If you believe that attention is valuable currency in today’s world, then advertisements that force themselves on our attention are like people stealing money from our pockets.
Interrupt-driven advertising or marketing is becoming less effective as we find ways of ignoring the messages that don’t interest us. As a business model, interrupt-driven advertising is fading fast. And when advertisers insist on our attention – whether by raising a volume level, disabling fast-forwarding, or other schemes – it can work against the brand image they’re trying to project.
“The web visitor only has to look at the image for 10 seconds before they can click through,” says the advertiser. “We really need the leads, so we have to ask them to fill out a form first,” says the marketer.
The seconds spent on uninvited interruptions are taking our precious attention. If we don’t feel that we received something of value in return, we’ll simply resent the brand.
The talking campaign mailer
Anyone who says thinks print advertising is dead clearly doesn’t work for a political campaign. The number of mailers arriving at our household this campaign cycle was overwhelming.

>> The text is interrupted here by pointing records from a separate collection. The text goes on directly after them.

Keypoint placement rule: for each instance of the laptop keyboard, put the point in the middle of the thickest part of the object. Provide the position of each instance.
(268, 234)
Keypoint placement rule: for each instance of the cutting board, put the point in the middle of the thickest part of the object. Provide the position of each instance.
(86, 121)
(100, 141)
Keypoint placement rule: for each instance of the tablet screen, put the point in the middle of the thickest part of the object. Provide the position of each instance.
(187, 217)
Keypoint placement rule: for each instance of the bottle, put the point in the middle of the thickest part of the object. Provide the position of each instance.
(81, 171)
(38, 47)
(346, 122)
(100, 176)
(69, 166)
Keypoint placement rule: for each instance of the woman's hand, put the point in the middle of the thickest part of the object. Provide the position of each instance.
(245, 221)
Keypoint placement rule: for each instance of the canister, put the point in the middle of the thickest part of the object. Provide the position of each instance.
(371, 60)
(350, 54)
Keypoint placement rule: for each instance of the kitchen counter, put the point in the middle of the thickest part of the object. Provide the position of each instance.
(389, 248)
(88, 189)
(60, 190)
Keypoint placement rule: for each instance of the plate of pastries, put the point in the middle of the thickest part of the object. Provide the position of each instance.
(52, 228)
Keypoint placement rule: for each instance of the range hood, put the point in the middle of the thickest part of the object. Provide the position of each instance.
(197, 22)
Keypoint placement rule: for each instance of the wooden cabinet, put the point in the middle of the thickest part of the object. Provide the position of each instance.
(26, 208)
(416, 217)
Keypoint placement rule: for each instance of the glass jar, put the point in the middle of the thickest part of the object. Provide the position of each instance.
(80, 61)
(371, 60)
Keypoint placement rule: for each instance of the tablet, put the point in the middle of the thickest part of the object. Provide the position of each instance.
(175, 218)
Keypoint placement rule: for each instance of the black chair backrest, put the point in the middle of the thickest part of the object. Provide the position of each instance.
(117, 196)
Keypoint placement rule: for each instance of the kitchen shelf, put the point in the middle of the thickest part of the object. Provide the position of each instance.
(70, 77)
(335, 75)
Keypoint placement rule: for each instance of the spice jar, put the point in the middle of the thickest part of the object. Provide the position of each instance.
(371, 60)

Aside from its environmental implications, direct mail is a less offensive form of advertising, because you can decide whether to read or recycle at your own pace.
But one campaign earned my resentment by including a recorded speech on a sound disk in the printed mailer. When I opened the piece, a voice started exhorting me about the candidate’s qualities and positions.
From my perspective, that’s on par with a robo-call – and we all know how much we love those. I felt like my attention had forcibly taken from me by the mailer. (Plus, to recycle it we had to strip out the recording device first.) The speech didn’t deliver any information I could not read elsewhere, including on the mailer, nor was I willing to spend the time to listen to it. It had no value to me beyond annoyance.
I was an undecided voter on this local issue, and the mailer made me question the candidate’s good judgment.
The essential practice of content marketing is to consider the message from the audience perspective. If we, as marketers, create content that delivers value in the eyes of our customers, then they will gladly spend their attention on it.